Referencias externas cineastas:

Jim Carrey

Michael Caine

Robert Zemeckis

Ronald Neame

Walter R. Booth

Si hay un cuento navideño por excelencia, ese es, sin duda, Cuento de Navidad (Charles Dickens, 1843). Como bien es sabido, el relato, típicamente victoriano, discurre entre la tenebrosidad de la novela gótica y la sordidez de la realista. Nos abisma en la oscura realidad londinense del siglo XIX, pero, aún más adentro y más allá, trasciende lo tangible y nos sepulta en la negrura de la miseria humana. Se trata de un viaje de doble itinerario: exterior e interior a un tiempo, un vuelo desde las alturas que permite a Scrooch —que nos permite— otear el discurrir de la vida de sus conciudadanos y, a la vez, atisbar su propio pasado, presente y futuro.

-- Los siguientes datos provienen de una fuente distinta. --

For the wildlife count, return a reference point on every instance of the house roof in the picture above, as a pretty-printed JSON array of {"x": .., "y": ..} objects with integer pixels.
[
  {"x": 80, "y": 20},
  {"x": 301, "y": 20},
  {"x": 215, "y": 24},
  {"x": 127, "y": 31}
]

Poco podía imaginar Charles Dickens que A Christmas Carol se convertiría en uno de los cuentos más veces adaptados de la historia, menos aún que sería el cine (arte nonato en tiempos del escritor inglés) el receptáculo que le prodigaría una mejor acogida. Desde los inicios del cine, el villancico de Dickens fue adaptado en repetidas ocasiones (sin duda porque, al tratarse de una historia harto conocida, resultaba ideal para el breve metraje de los comienzos). Scrooge; or Marley’s Ghost (Walter R. Booth, 1901) es la primera adaptación conservada. Sin embargo, más de un siglo después, cuando el labrantío de los remakes navideños dickensianos parecía ya agostado, Robert Zemeckis nos sorprende con un fruto nuevo. Entre ambas versiones se han sucedido múltiples películas cuyo punto de vista, aunque palpable, se halla habitualmente supeditado a la voluntad de ofrecer un discurso fiel al texto original. Esto no resta a esas versiones, sin embargo, un ápice de originalidad, menos de calidad, antes bien me parece un acierto, pues resulta particularmente de mi agrado el reconocer en el filme, como si de un espejo se tratara, el texto escrito que gocé con anterioridad, sin que ello merme la capacidad del azogue para deformar la imagen que refleja y hasta para discriminar determinados elementos.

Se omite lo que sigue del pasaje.